Issue (i): Whether the amount paid under the profit-sharing arrangement was an allowable deduction either as rent or as expenditure incurred solely for the purpose of earning profits under Section 10(2) of the Income-tax Act, 1922.
Analysis: The payment was not fixed rent but a variable share of net profits payable only after profits were ascertained and after specified deductions. A payment of this character is an application or distribution of profits rather than expenditure incurred in the process of earning them. The arrangement also gave the assessee the benefit of carrying on the business with a special advantage, so the payment could not be treated as rent or as revenue expenditure laid out solely for earning income.
Conclusion: The deduction was not allowable and the answer was against the assessee.
Issue (ii): Whether the amounts advanced to the two persons were deductible as interest on borrowed capital or were in substance additions to partnership capital.

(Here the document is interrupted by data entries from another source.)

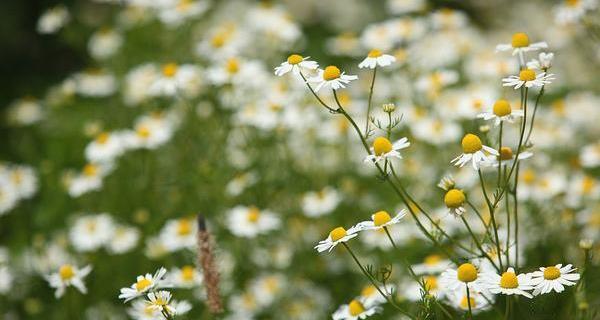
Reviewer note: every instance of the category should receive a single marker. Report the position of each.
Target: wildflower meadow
(317, 159)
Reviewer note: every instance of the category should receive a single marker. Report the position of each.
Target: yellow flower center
(430, 282)
(466, 272)
(337, 233)
(66, 272)
(381, 217)
(374, 53)
(506, 153)
(432, 260)
(232, 66)
(184, 227)
(142, 284)
(90, 170)
(454, 198)
(170, 69)
(102, 138)
(187, 273)
(355, 308)
(464, 302)
(502, 108)
(253, 214)
(381, 146)
(551, 273)
(295, 59)
(509, 280)
(527, 75)
(520, 40)
(471, 143)
(331, 73)
(368, 291)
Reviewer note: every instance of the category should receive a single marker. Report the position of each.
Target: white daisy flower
(332, 77)
(376, 58)
(296, 63)
(501, 111)
(383, 149)
(454, 199)
(553, 278)
(318, 203)
(432, 264)
(475, 152)
(544, 61)
(465, 275)
(355, 310)
(520, 44)
(160, 301)
(143, 284)
(381, 219)
(248, 222)
(528, 78)
(336, 236)
(68, 275)
(509, 283)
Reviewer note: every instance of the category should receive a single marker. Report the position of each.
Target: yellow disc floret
(454, 198)
(381, 217)
(170, 69)
(374, 53)
(355, 308)
(520, 40)
(337, 233)
(471, 143)
(502, 108)
(527, 75)
(331, 73)
(551, 273)
(509, 280)
(381, 146)
(66, 272)
(466, 272)
(295, 59)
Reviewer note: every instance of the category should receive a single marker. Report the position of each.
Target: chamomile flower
(249, 222)
(160, 301)
(296, 64)
(454, 199)
(143, 284)
(475, 152)
(553, 278)
(68, 275)
(509, 283)
(354, 310)
(544, 61)
(332, 77)
(336, 236)
(380, 220)
(501, 111)
(376, 58)
(465, 275)
(528, 78)
(520, 44)
(383, 149)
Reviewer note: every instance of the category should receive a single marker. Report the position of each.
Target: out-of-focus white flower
(376, 58)
(90, 232)
(316, 204)
(332, 77)
(68, 275)
(250, 221)
(296, 63)
(104, 43)
(53, 20)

Analysis: The character of the advance was treated as a question of fact on which the income-tax authorities had found that it formed part of the capital of the firm and was not a separate loan. In such a situation, there was no basis for interfering with that finding in reference jurisdiction.
Conclusion: The amounts were not deductible as interest on borrowed capital and the answer was against the assessee.
Final Conclusion: Both referred questions were answered adversely to the assessee, leaving the assessment undisturbed and the revenue position intact.
Ratio Decidendi: A payment that represents a share of profits payable only after profits are earned and ascertained is an appropriation of profits, not deductible expenditure incurred for earning those profits; a factual finding that an advance is capital rather than a loan is not open to interference in reference proceedings.